An aide to former Vice President Atiku Abubakar, Oladimeji Fabiyi, said his principal was not to blame for the opposition’s failure to win the 2023 presidential election.
Fabiyi, who described himself as a PDP Stakeholder, was reacting to a social activist, Deji Adeyanju, who asked Atiku not to contest the 2027 election and also blamed him and Atiku, Peter Obi, Rabiu Musa Kwankwaso, Nyesom Wike’s G-5 for Tinubu’s victory.
He said the Independent National Electoral Commission (INEC), civil society and Adeyanju, should be blamed for the way the 2023 election went.
He said while the electoral commission failed to comply with its self-imposed regulations to conduct a credible, free and fair election in Nigeria, the civil society and Adeyanju were mute about the anomaly and chose to blame the opposition.
Atiku was the PDP presidential candidate in the poll won by President Bola Tinubu of the All Progressives Congress (APC).
Reacting however, Fabiyi
faulted Adeyanju’s submission on the outcome of the 2023 presidential election noting that it was “most unkind to presume that Atiku could have willfully stopped the ambition of Peter Obi alongside the decision of the Wike led G-5 to commit class suicide.”
He said the political reality of the 2023 election meant that these men were bent on pursuing their ambitions, which is permissible by the law.
“If you knew Atiku’s political antecedents, you would know that Atiku is a multi-party democrat and would be the last person to stop the ambition of an opponent for any reason whatsoever.
“Should any blame be passed on the 2023 Presidential Election, such blame should go to the Independent National Electoral Commission (INEC) for its failure to comply with its self-imposed regulations to conduct a credible, free and fair election in Nigeria.
“Quite a number of civil society organizations and personalities, including even you, Deji Adeyanju, canvassed for the electronic transmission of results.
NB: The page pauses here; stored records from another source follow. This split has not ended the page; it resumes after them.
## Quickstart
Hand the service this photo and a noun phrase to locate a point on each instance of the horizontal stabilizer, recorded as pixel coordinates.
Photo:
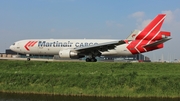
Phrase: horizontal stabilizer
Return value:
(157, 42)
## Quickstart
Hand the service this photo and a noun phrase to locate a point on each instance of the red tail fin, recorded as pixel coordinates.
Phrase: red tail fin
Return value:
(149, 34)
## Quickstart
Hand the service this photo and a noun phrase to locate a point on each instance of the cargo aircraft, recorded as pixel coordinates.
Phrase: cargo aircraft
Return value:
(149, 39)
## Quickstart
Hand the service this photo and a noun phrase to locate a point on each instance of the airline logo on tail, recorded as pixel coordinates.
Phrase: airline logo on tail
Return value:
(149, 35)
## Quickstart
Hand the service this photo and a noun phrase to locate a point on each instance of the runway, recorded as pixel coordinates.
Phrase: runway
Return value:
(40, 59)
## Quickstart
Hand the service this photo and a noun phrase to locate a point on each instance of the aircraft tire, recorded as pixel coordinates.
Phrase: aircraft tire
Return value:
(88, 59)
(28, 59)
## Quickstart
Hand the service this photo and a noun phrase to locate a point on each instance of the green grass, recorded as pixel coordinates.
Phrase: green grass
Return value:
(91, 79)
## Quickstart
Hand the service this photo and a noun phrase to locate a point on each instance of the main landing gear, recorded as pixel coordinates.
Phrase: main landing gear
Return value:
(91, 59)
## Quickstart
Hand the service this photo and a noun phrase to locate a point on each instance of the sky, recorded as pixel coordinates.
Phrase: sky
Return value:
(90, 19)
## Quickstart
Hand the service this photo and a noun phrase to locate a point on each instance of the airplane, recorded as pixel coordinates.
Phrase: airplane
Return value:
(149, 39)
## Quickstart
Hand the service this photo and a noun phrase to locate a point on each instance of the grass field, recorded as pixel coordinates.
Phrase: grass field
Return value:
(91, 79)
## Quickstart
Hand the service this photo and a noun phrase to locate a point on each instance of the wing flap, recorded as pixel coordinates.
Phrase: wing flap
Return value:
(157, 42)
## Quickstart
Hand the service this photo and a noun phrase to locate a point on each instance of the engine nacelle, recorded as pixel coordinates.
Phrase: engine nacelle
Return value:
(69, 54)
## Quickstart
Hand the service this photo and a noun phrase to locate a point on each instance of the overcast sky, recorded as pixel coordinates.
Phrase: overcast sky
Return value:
(104, 19)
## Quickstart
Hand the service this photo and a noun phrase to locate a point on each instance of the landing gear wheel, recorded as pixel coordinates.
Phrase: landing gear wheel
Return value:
(88, 59)
(94, 60)
(28, 59)
(91, 60)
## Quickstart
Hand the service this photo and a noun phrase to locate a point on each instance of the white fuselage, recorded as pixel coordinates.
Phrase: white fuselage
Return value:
(54, 46)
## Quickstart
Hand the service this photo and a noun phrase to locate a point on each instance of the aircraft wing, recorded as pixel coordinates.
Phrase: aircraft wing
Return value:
(157, 42)
(102, 46)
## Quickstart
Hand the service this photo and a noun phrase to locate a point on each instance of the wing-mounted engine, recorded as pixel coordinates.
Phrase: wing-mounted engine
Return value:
(70, 54)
Curiously INEC did not keep to its words, and you here, Deji and others kept mute about the anomaly and chose to blame the opposition political figures for inadequacies that defined the 2023 presidential election.
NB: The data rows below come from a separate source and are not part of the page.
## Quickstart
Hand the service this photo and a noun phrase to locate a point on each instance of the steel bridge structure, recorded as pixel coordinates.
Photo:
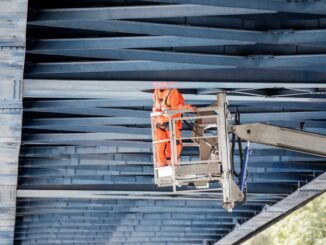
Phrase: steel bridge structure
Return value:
(76, 83)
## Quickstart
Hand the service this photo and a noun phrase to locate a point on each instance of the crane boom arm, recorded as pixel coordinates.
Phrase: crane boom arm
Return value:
(287, 138)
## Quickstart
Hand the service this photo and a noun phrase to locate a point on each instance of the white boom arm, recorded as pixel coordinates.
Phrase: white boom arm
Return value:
(287, 138)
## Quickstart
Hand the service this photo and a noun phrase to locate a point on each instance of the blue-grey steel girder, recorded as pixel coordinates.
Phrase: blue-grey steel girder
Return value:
(316, 7)
(86, 174)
“INEC made a humongous budget for the procurement of technologies and the infrastructure to ensure the transparency of the election, but the commission failed woefully on its own mandate.
“Civil society bodies, which ordinarily ought to be the bastion of democratic good governance, unconscionably played deaf and dumb to the development and turned their backs on the decision of the Court of Appeal when it pronounced that electronic voting was not a compulsory mandate on the conduct and collation of election results.
“Rather, unfortunately also no one heard your voice, Deji, when the Chicago State University released its discoveries that the truth that Bola A. Tinubu forged his academic credentials. Atiku’s lawyers fought vigorously to make discoveries of gross misconduct about the man who had just been elected President of Nigeria, but sadly, neither you Deji, nor any other civil society organization, caused a protest in demand for investigation into Tinubu’s fraudulent claims on his education and his possible impeachment.
“Leave Atiku Abubakar from your blame game and rather look through thyself for the blame.
“How dare you blame Atiku who did the unthinkable and brought to the fore what the ruling establishment would want hidden? Whose interest are you serving? Whatever interest it may be, I believe that it is the interest of anti-democratic elements,” he said.